Asia's top security grouping reaches critical juncture: analysts

Samantha Brown, Agence France-Presse, Bangkok

Asia's top security grouping, formed a decade ago with a mandate to help maintain regional peace and stability, has reached a crossroads, say analysts who are divided over assessing its progress.

The ASEAN Regional Forum (ARF) meets for the 10th time next week in Phnom Penh, bringing together foreign ministers from the Association of Southeast Asian Nations (ASEAN) and its security dialog partners including the United States, China and the European Union (EU).

A medley of trying international issues pepper the forum's agenda this year, including terrorism, Iraq and North Korea's nuclear ambitions and the recent democracy crackdown in Myanmar.

Hopes have already been dashed on one front. North Korea's foreign minister Paek Nam-sun pulled out after current ARF chair Cambodia issued a draft for the meet that included a discussion of tensions on the Korean peninsula.

The abrupt cancellation illustrates the difficulties faced by the ARF in bringing key issues to the table, analysts say.

"It's very bad. It's a big loss. The ARF is being used as a tool by one country to manipulate other countries. Instead of solving the problem, it is becoming part of the problem," said Panitan Wattanayakorn, an academic from Chulalongkorn University.

"What else would you like to talk about in this region? There's terrorism and North Korea... and they can't talk, let alone talk about those issues."

Prapat Thepchatree, director of the Thammasat University's Center for International Policy Studies, said the forum has moved too slowly since its 1994 inception.

Back then its creators envisioned members working on confidence-building measures before shifting toward preventive diplomacy and then setting up a conflict resolution mechanism.

"Right now we are still struggling to move from stage one to two. After almost 10 years of existence it's still gradually moving, and most of the time is spent dealing with the so-called confidence-building measures," he told AFP.

"It's at a standstill and in some sense it's going backwards."

Others however are more sanguine and argue that expectations for the forum should not be too high.

"It's still consolidating. It will take another five years maybe for ARF members to feel confident enough to discuss issues," said Kavi Chongkittavorn, group editor of the English- language Nation newspaper.

"They have spent 10 years building up comfort levels... They have built up this rapport. In that sense, there's not much in terms of concrete outcomes -- but I think it is still relevant," he said.

"It is relevant simply because it is the only regional security forum for Asian countries with the participation of key major powers."

ARF is widely recognized as the top such grouping in the region, but it may face a competitor: the two-year old Asian Security Conference.

The annual gathering, the brainchild of the London-based International Institute for Strategic Studies, brings defense rather than foreign ministers together. It last met in Singapore in May.

"They are working more closely than in the ARF and have agreed not to bring itself under the ARF umbrella," Chulalongkorn's Panitan said.
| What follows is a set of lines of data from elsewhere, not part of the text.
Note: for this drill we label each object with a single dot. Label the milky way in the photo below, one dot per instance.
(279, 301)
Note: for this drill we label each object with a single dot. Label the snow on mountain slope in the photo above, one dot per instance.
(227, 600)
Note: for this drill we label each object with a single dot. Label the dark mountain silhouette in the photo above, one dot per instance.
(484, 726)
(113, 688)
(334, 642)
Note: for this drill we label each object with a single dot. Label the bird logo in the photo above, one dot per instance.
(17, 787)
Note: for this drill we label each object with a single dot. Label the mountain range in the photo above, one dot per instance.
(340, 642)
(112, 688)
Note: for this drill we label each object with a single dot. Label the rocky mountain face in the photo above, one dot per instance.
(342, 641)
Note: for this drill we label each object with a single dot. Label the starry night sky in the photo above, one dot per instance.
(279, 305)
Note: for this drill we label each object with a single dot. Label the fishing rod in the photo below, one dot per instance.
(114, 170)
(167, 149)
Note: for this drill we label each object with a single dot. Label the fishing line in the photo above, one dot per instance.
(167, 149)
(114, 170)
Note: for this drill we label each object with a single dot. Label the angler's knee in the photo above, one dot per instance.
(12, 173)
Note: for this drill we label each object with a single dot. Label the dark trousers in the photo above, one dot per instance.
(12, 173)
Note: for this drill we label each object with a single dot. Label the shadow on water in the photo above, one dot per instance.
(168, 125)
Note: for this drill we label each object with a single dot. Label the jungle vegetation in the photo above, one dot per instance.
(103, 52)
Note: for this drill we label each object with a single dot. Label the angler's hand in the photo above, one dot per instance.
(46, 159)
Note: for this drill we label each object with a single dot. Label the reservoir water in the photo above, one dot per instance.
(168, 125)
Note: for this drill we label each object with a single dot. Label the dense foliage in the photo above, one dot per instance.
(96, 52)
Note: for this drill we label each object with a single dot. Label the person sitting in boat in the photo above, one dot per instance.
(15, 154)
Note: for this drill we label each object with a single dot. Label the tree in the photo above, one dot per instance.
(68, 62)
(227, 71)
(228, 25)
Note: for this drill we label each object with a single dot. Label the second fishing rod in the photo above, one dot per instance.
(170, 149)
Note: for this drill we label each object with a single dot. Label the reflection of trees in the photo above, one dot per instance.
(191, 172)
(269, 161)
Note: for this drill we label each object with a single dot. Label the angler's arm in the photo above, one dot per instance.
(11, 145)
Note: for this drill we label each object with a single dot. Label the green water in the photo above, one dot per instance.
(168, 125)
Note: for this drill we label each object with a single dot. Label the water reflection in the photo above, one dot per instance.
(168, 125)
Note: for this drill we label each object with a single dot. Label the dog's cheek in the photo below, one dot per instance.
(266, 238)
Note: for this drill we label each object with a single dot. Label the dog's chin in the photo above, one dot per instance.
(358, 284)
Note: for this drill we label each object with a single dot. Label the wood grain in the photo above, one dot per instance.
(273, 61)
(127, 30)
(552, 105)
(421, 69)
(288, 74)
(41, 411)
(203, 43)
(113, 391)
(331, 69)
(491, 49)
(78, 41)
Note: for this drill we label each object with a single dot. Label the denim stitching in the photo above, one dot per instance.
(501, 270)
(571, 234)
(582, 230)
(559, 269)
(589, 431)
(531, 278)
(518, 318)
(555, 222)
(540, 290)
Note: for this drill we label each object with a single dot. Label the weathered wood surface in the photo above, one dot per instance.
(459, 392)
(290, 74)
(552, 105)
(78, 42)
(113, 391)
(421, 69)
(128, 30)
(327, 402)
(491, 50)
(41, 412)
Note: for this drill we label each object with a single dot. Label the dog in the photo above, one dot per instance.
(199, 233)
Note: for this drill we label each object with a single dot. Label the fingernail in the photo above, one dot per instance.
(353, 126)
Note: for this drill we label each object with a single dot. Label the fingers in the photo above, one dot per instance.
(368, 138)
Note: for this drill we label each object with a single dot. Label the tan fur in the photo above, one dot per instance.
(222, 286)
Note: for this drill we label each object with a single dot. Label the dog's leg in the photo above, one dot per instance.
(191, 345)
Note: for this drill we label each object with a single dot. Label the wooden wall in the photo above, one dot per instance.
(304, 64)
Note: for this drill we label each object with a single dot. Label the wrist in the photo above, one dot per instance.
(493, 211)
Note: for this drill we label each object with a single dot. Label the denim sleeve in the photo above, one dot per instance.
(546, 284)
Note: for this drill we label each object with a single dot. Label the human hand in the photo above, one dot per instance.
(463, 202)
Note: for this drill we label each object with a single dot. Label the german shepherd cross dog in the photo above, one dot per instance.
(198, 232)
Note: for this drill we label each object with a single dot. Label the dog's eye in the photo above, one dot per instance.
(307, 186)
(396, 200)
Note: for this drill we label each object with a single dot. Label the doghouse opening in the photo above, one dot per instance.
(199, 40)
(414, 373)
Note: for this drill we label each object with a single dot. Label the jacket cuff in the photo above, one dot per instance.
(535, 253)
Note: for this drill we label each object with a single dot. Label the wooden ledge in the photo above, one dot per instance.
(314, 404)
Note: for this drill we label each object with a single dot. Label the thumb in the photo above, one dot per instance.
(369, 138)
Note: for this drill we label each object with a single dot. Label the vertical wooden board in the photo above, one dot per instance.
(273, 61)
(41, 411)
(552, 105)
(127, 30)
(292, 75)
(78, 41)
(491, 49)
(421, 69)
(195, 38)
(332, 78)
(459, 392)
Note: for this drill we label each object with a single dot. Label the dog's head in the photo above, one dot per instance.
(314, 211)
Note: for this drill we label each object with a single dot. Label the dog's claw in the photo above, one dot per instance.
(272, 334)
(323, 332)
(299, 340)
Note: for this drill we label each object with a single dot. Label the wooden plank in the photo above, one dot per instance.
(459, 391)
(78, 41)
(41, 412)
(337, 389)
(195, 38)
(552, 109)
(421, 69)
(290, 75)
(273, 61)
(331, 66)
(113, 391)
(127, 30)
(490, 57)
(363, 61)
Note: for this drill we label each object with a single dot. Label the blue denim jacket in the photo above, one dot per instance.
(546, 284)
"It could give the ARF a challenge in the longer term. Defense ministers are more relaxed and they have more power on security issues."

The academic added that he believed the ARF progressed sufficiently in its first five years but its development has since slowed to a critical point.

"It's at a very important juncture at which it could become an effective institution. They have to make a strategic move to focus on what is important to them and move way from confidence- building measures to something much more meaningful. At the end of its first decade, the ARF has a second chance."

ASEAN groups together Brunei, Cambodia, Indonesia, Laos, Malaysia, Myanmar, the Philippines, Singapore, Thailand and Vietnam.

Other ARF members are Australia, Canada, China, the European Union, India, Japan, Mongolia, New Zealand, North Korea, South Korea, Papua New Guinea, Russia and the United States.